Economy
Red Sea Supply Woes Make Russian Aluminium Ban Idea Even More Detrimental For EU Economy

The Red Sea military crisis that is already affecting global transportation routes, pushing up delivery times and costs across the production chains could be a classic “black swan” – an unexpected event with severe global implications. It has already caused significant supply chain disruptions for EU producers and, coupled with the looming sanctions against Russian aluminium, it is poised to reshape European industrial dynamics.
The disruption in one of the world’s busiest transportation routes, accounting for about 12 per cent of international container traffic has led to increased transportation times and costs – the alternative route around Africa adds about 10 days to trip duration - and heightened uncertainty in commodity supplies. For Europe, this translates into significant delays and additional import costs for key materials – from oil to aluminium. The nature of this crisis also suggests it may have a protracted impact, necessitating strategic adjustments in supply chain management.
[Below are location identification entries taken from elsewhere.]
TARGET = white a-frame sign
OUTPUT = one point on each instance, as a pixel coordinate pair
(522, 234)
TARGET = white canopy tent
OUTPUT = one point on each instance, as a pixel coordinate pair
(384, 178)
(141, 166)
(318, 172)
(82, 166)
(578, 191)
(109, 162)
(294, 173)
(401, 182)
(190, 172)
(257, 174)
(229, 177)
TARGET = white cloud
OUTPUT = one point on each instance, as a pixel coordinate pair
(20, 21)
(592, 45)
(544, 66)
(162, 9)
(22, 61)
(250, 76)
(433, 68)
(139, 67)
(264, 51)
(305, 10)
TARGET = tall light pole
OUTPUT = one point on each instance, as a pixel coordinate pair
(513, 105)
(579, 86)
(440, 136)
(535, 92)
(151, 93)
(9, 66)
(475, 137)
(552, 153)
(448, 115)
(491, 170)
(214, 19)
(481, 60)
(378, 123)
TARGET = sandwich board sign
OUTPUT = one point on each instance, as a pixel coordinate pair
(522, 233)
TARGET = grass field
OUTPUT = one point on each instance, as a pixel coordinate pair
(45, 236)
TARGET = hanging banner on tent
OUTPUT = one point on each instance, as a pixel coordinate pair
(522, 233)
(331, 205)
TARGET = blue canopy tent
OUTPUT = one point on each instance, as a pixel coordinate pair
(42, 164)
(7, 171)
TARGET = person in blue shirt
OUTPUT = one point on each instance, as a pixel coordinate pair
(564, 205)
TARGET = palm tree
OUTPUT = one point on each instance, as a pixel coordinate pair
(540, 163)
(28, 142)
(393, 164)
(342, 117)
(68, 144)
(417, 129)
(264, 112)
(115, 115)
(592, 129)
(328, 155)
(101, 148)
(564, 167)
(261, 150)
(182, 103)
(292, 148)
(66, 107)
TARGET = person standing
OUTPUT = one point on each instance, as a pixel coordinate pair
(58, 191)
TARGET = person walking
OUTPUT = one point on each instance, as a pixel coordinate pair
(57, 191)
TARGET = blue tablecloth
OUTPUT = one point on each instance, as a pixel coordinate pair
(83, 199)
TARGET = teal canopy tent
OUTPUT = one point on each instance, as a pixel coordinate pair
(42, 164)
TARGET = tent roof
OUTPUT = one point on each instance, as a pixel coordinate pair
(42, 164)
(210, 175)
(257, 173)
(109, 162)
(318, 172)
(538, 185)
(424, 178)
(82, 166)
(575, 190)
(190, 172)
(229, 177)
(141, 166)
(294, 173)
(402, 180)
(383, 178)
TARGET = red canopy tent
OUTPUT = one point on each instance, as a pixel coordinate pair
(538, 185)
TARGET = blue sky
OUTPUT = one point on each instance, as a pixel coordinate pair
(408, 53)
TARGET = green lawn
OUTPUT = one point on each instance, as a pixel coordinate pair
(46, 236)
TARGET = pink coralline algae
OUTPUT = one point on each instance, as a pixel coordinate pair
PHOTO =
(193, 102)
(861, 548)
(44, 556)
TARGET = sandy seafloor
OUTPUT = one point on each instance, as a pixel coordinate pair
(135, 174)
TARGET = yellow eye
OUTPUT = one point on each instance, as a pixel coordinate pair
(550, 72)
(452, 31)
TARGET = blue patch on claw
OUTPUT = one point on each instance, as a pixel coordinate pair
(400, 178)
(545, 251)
As Europe grapples with the Red Sea logistics crisis and the prospect of sanctions on Russian primary aluminium, the stakes for its economy are high. This convergence of events is poised to reshape the industrial landscape, with implications for inflation, production, and employment. Supply chain complications have already forced the likes of Tesla, Suzuki and Volvo to suspend their European subsidiaries. Logistic disruptions and a rise in container shipping costs are set to affect hundreds of other enterprises, most notably in the retail sectors, with Sweden’s IKEA and United Kingdom’s Next warning of potential delays in goods delivery.
The aluminium market in Europe in particular is showing signs of strain, evidenced by the rising primary aluminium premiums in Rotterdam that have risen by 10-15% since early December after a long period of decline. This increase, a direct response to supply uncertainties and heightened demand, highlights the market's sensitivity. Complicating the issue are ongoing attempts to impose sanctions on Russian aluminium. While repeated calls by EU policymakers and sanctions experts to impose ban on Russian-made primary aluminium as an important source of the country’s export revenue have so far been shelved, they remain on the table as a “last resort” option.
According to ING Think, the new delivery disruptions could not have come at a worse time as the European Union’s aluminium production is currently the lowest this century. While aluminium consumption in the EU jumped 13 per cent since 2000, production capacity in the same period tumbled by two-thirds – from 3 million tons to just under 1 million tons. The main reasons for this spectacular decline were high electricity and labour costs, as well as rising environmental charges. In addition, growing energy prices after the outbreak of the conflict in Ukraine in early 2022 further squeezing producers’ margins, in particular for energy-sensitive metals like aluminium.
Needless to say, the dual challenges of the Red Sea crisis and potential Russian aluminium sanctions could have a cascading effect on Europe's economy. Rising aluminium costs will contribute to inflation, as industries struggle with increased production expenses. This situation could also lead to a slowdown in industrial activities, impacting employment and economic growth that is already tittering on the brink of recession in the European Union.
The decision to impose further sanctions on Russian aluminium is fraught with complexity. European governments must balance economic risks with geopolitical considerations, in a context where their political capital is already stretched thin and Russia still remains a key supplier of aluminium to the EU market, in particular the high-quality and low-carbon variety needed for eco-supply chains.
Reflecting on the 2018 sanctions on Rusal, we are reminded of the market's volatility in response to geopolitical tensions. The ill-thought-out sanctions led to a global price surge and supply disruptions, with significant impacts on European industries. Today, the possibility of new sanctions on Russian aluminium brings similar concerns to the fore, with hard potential implications for supply stability and cost structures.
In facing these challenges, Europe's path forward demands strategic agility. Policymakers and industry leaders must collaborate to navigate these turbulent times, balancing immediate economic needs with broader geopolitical and sustainability objectives. The coming months will be critical in shaping not just the aluminium market, but the broader economic trajectory of the continent.